Consumers who want to access the SEP to enroll in coverage and see if they qualify for financial help to reduce the cost of monthly premiums, can visit HealthCare.gov or CuidadoDeSalud.gov to view 2021 plans and prices and enroll in a plan that best meets their needs. Additionally, consumers can call the Marketplace Call Center at 1-800-318-2596, which provides assistance in over 150 languages. TTY users should call 1-855-889-4325. Consumers can also find a local assister or agent/broker in their area.
Consumers who are eligible and enroll under the SEP will be able to select a plan with coverage that could start as soon as the first month after plan selection. Current enrollees will be able to change to any plan available to them in their area. To take advantage of the SEP, current enrollees should review their application and make changes, if needed, to their current information and submit their application in order to receive an updated eligibility result.

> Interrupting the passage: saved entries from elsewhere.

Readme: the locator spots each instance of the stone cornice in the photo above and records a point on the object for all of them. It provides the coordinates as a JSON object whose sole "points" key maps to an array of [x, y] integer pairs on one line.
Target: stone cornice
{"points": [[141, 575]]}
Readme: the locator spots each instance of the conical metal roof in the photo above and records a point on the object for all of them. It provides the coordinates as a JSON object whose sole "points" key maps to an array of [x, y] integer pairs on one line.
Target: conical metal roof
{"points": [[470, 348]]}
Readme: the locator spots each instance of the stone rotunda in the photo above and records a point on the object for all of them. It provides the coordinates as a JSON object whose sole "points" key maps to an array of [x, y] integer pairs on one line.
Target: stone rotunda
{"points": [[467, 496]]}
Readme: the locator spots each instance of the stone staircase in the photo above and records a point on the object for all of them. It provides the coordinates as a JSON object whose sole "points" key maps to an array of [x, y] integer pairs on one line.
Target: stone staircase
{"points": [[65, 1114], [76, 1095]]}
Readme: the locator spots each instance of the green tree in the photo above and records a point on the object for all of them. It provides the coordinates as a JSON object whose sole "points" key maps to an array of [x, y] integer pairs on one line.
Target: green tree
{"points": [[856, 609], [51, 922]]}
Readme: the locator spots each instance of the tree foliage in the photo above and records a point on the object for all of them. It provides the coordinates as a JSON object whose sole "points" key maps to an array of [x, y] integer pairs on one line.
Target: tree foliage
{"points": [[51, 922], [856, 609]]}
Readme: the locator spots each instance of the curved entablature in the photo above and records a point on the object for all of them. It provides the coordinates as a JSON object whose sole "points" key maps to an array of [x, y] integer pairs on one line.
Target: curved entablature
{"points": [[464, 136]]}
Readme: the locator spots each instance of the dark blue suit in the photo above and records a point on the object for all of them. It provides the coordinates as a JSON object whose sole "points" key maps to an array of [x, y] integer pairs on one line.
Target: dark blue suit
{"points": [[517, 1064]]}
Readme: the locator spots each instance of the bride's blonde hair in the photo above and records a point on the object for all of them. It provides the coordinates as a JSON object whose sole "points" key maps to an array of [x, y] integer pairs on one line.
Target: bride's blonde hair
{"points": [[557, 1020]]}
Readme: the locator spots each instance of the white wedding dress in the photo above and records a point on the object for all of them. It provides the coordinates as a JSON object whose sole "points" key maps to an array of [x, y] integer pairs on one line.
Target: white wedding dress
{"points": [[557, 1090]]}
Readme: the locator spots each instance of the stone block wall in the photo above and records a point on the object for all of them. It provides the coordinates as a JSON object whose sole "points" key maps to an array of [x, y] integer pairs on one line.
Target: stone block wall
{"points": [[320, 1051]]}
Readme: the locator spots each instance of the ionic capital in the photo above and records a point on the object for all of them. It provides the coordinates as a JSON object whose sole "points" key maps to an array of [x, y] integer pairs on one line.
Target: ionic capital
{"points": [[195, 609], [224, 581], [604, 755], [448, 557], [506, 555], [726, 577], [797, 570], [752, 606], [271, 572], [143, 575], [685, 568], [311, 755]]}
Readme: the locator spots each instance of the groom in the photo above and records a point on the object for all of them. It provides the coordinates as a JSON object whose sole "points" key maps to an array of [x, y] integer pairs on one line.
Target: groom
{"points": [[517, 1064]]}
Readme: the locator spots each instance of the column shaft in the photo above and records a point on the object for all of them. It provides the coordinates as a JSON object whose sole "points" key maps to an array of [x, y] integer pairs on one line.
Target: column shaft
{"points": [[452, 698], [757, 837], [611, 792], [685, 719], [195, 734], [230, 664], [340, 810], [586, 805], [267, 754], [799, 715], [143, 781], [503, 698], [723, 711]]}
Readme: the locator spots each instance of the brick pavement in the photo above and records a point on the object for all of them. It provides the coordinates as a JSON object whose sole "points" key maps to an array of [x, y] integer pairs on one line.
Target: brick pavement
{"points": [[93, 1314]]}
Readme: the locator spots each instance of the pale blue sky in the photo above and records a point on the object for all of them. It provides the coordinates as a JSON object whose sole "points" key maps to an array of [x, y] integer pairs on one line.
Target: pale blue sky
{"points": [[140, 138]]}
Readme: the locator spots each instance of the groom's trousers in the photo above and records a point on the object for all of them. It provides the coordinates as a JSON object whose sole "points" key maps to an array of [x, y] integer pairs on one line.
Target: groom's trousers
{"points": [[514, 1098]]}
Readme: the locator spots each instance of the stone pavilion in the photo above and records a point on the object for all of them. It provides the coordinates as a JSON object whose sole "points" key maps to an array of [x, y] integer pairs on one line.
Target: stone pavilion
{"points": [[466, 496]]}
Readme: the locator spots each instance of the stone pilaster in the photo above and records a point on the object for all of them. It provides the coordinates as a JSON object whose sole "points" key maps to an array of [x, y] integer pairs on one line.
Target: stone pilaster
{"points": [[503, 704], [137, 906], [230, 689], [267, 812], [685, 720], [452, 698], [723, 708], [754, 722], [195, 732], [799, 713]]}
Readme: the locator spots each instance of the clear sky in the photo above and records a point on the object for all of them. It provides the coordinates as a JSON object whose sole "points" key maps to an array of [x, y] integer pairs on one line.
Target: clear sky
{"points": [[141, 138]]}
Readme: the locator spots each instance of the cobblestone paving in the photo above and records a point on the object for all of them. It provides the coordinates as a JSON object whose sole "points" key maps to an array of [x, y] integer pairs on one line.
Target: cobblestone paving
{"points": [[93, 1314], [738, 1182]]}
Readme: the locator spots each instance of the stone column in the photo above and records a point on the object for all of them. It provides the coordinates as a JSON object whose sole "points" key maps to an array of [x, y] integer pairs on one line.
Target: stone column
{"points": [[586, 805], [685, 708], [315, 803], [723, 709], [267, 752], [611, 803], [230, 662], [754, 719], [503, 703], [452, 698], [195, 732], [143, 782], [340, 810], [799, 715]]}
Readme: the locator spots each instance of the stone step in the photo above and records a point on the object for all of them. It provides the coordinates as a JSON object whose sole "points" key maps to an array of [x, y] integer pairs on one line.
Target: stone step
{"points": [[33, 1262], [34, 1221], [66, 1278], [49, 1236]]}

Additionally, beginning in early July on HealthCare.gov, consumers who have received or have been determined eligible to receive unemployment compensation for any week during 2021 may be able to get another increase in savings when enrolling in new Marketplace coverage or updating their existing Marketplace application and enrollment. These savings to be made available starting in early July for eligible consumers are in addition to the increased savings available to consumers on HealthCare.gov starting April 1.
The SEP is currently available to consumers in the 36 states that use the HealthCare.gov platform. Consumers served by State-based Marketplaces that use their own platform can check their state’s website to find out more information on Special Enrollment Periods in their state.
I strongly suspect the real reason for this additional extension is that it's gonna prove to take longer to update HealthCare.Gov and the various state-based exchanges for not only the expanded subsidies of the American Rescue Plan but also the changes for those on Unemployment Insurance. The actual reasons don't really matter much; in the end, the GOP may have cut off 2/3 of the "Red Leg" of the ACA's 3-legged stool, but it appears that COVID-19 is lopping off the other 1/3 of it.
Again: There's three main reasons for having a limited Open Enrollment Period in the first place:
- To avoid adverse selection (i.e., the same reason you can't wait until after you crash your car to buy auto insurance)
- To prod procrastinators into taking action; there's tons of data showing that deadlines do work to get people to actually enroll, especially younger enrollees.
- To make sure insurance actuaries have enough hard data to put together cost projections when they're setting premium rates for the following year.
The COVID-19 pandemic has, again, pretty much thrown reason #1 into turmoil. In fact, both America's Health Insurance Plans (AHIP) and the Blue Cross Blue Shield Association (BCBSA), which have traditionally have attempted to crack down on enrollment outside of the Open Enrollment Period, wrote a letter to the Trump Administration a year ago asking that they re-open ACA enrollment due to the pandemic. The data I've seen so far suggests that rather than causing adverse selection, those who enrolled during the various COVID SEPs last year, at least, have actually been younger and healthier than the typical Open Enrollment enrollee.
I don't know if that's continuing this spring, but the point is that the carriers will push for whatever policy they think helps their bottom line the most. If they think a shorter enrollment period will help them, they'll encourage that; if they think a longer enrollment period will help, they'll go that route.
It'll be fascinating to see what happens after the dust settles on both the COVID pandemic (I hope!) and on the expanded subsidies under the American Rescue Plan (that is, will they expire in 2 years, or will they be made permanent?) with regards to the Open Enrollment Period.